No one dared to resist.

Because her father, Robert, stood behind her, holding a nine-headed bullskin whip. That whip was left behind by the previous lord; it was stained with blood and had been used to beat people. The end of the whip was embedded with iron filings, and a single lash would tear flesh apart.

A young man in the woods clenched his fist, but an old man beside him pressed it down. The old man shook his head at him, his eyes filled with fear and despair that had been suppressed for too long.

That night, the young man tried to escape. Robert whipped him, breaking his leg bone, and then ordered his men to drag him to the cave entrance and hang him from the rock wall with iron chains.

"Hang it up for three days, so everyone can see what happens if you try to escape."

Three days later, the young man's legs had turned black and necrotic. No one dared to go up and save him. His mother knelt at the entrance of the cave and cried for a day and a night, until she fell silent—not that she stopped crying, but that her voice became hoarse.

Emily stood in her new home deep in the cave, trying on her new dress in front of the mirror, and was in a good mood.

“Take a picture and send it to my brother,” she said to her attendant, “so he can see how beautiful the forest is.”

When the photo was sent to my phone, I was supervising the construction on the third basement level of Forge Fortress. The photo showed Emily smiling in front of a waterfall; the lighting was perfect, the composition exquisite, and the caption read: "Brother, the water here is so clear, do you want to come and play?"

I saved the photo, but there was no reply.

Then I put my phone in my pocket and continued watching the workers pour the sand-proof wall. Three thousand two hundred precast concrete slabs were completed before my eyes.

Sixty days later, the fortress was 80% complete.

In Emily's forest, the number of inhabitants had dwindled from over sixty to less than forty. Some died, some fled, and the remaining ones, weakened by hunger and beatings, became numb herb-gathering machines.

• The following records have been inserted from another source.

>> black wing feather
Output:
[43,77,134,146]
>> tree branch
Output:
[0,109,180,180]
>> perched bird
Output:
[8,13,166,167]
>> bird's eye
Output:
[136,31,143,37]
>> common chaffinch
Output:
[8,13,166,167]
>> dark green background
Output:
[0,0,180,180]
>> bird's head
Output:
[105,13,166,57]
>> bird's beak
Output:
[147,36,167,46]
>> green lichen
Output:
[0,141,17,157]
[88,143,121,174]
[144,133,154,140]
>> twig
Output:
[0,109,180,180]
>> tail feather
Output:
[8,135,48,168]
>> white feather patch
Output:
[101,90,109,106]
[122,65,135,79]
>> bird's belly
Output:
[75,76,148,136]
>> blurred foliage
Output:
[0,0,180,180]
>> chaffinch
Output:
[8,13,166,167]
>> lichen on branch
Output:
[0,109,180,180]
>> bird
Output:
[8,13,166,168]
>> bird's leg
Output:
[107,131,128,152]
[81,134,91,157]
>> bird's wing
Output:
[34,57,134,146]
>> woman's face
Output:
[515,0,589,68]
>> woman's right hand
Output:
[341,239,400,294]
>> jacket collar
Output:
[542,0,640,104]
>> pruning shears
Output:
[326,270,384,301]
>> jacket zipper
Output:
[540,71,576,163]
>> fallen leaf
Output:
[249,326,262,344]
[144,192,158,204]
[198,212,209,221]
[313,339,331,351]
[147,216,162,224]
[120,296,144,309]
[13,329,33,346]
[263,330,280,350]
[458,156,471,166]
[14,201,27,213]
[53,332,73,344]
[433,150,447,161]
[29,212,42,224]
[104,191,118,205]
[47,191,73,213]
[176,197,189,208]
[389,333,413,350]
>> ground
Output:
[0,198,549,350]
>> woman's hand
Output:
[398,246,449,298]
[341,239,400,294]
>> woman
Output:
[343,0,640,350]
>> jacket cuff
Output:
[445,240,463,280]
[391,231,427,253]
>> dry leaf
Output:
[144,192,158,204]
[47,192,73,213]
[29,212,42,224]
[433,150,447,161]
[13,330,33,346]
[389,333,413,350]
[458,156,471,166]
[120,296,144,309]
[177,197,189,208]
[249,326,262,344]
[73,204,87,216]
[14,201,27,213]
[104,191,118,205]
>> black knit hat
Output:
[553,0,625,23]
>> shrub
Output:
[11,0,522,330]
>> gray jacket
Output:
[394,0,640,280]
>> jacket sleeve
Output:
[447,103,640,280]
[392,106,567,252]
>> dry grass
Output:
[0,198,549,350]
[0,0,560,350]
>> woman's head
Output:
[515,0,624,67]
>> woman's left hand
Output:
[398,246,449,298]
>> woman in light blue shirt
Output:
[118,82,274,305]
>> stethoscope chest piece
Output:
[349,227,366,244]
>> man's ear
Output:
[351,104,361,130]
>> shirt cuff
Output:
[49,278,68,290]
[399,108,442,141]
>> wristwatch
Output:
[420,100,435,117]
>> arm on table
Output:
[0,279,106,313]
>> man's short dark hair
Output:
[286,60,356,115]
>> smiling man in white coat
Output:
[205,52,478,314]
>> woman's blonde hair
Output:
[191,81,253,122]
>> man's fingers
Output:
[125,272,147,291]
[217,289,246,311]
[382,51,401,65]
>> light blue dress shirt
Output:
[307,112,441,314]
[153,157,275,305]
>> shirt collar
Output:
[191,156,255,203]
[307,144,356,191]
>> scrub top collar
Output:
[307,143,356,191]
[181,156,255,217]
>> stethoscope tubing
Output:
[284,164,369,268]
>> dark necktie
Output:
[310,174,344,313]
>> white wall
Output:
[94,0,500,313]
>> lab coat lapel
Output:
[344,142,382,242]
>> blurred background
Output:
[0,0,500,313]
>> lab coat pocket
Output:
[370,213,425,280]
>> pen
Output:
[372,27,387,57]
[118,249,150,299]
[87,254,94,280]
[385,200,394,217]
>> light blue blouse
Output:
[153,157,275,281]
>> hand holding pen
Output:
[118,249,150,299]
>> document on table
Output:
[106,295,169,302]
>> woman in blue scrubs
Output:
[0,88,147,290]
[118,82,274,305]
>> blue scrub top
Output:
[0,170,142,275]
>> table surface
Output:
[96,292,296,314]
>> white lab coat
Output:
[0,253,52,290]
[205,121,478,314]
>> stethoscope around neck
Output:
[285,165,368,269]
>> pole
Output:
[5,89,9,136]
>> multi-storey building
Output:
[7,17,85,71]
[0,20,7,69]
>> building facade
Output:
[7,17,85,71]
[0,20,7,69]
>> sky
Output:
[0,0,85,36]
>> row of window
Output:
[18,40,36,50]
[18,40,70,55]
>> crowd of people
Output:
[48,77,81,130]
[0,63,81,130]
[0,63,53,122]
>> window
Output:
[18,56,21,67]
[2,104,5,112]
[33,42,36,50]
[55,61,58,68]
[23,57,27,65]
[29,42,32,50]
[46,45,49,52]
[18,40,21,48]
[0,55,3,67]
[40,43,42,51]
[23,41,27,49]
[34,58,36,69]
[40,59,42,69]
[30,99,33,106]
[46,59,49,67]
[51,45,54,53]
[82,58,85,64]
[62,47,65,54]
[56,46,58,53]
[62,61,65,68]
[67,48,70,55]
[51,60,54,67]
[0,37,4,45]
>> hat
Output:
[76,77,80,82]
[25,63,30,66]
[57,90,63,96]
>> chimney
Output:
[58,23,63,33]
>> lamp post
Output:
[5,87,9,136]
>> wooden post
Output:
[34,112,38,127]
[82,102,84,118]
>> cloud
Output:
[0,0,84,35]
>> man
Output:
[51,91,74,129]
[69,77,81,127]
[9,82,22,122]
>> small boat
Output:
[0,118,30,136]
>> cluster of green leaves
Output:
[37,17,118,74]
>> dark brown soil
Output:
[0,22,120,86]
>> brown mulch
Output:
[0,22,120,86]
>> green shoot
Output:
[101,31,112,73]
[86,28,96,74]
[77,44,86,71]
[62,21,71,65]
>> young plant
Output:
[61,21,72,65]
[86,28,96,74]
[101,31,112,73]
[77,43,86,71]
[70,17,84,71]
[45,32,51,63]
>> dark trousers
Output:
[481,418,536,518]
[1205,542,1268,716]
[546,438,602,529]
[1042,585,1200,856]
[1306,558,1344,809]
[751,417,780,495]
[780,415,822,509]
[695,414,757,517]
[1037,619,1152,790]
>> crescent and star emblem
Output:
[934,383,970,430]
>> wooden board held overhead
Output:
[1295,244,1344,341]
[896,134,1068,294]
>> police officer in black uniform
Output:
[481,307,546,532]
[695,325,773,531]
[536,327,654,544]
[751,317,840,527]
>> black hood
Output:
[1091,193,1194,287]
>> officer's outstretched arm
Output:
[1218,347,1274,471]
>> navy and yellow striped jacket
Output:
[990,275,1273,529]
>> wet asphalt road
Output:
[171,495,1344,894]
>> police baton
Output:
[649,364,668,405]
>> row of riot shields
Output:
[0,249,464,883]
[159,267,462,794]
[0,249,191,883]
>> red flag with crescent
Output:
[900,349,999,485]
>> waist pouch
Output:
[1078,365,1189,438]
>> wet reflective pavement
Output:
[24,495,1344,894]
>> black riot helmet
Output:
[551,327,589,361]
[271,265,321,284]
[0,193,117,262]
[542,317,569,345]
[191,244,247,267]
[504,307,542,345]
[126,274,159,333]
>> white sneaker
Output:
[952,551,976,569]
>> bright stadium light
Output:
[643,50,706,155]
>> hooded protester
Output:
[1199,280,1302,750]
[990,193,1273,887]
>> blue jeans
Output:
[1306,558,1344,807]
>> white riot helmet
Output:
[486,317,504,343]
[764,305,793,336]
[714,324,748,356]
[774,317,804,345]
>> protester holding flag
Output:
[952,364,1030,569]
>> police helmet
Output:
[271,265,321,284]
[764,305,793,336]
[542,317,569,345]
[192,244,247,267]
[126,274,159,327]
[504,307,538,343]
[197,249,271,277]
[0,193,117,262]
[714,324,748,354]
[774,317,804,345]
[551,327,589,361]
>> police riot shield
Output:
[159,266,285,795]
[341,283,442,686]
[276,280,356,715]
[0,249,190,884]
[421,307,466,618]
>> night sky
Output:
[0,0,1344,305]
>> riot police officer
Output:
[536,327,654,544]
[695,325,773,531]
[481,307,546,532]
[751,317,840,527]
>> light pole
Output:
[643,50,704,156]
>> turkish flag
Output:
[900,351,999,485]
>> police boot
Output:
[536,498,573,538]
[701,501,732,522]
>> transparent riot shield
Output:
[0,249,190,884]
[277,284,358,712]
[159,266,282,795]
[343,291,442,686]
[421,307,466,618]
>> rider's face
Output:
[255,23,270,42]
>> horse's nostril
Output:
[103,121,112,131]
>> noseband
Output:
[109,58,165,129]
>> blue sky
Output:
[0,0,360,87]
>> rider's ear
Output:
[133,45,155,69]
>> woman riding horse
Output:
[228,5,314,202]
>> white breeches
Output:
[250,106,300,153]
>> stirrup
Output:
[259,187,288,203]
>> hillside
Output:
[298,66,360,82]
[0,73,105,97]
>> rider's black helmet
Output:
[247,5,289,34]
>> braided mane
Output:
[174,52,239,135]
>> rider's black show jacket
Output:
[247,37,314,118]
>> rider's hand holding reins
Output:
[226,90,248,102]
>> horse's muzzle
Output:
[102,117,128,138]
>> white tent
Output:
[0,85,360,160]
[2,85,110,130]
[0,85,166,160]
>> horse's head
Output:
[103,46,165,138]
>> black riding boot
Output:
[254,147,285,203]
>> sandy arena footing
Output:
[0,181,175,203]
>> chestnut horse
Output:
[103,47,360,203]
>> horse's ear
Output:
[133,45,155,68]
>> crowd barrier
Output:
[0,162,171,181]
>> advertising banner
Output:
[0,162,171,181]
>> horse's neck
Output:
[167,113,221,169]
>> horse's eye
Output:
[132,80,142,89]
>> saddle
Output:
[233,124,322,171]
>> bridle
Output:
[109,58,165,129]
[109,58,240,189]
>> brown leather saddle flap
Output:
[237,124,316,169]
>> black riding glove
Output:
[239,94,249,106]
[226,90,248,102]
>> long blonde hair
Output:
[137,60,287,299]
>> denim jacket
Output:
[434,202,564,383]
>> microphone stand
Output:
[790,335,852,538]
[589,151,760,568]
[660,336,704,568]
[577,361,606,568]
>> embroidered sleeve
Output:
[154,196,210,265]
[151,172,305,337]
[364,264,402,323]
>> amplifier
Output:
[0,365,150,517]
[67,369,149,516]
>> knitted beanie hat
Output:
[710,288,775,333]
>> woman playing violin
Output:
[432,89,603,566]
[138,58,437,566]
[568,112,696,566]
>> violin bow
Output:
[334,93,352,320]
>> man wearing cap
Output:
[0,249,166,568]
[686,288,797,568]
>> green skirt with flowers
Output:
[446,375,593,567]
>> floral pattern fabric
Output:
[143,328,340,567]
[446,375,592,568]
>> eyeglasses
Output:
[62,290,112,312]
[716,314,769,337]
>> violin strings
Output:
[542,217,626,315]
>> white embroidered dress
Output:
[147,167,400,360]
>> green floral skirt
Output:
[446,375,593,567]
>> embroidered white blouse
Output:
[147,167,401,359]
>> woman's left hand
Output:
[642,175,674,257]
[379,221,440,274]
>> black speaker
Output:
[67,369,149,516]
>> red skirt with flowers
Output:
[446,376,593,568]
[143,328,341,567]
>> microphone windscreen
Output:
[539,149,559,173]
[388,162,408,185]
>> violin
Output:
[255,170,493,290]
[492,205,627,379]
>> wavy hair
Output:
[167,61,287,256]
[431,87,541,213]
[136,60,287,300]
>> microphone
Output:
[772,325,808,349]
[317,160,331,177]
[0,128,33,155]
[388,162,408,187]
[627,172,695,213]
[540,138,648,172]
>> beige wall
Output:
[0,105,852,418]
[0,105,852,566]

Emily's herbal medicine warehouse was overflowing with rare herbs. She had traded the lives of the forest dwellers for her first fortune—on the black market, a century-old Ganoderma lucidum could fetch fifty gold pounds, and a snow lotus could buy a carriage. She exchanged all of this money for silk, jewelry, and perfume.

She sent a second message to Forge Keep: "I heard your fortress is still leaking? Poor brother."

I stared at the screen, and the corners of my mouth slowly curved into a smile.

Pitiful?

The moment you see sandworms emerge from the ground, you'll know what true pity is.

I put my phone back in my pocket and continued working.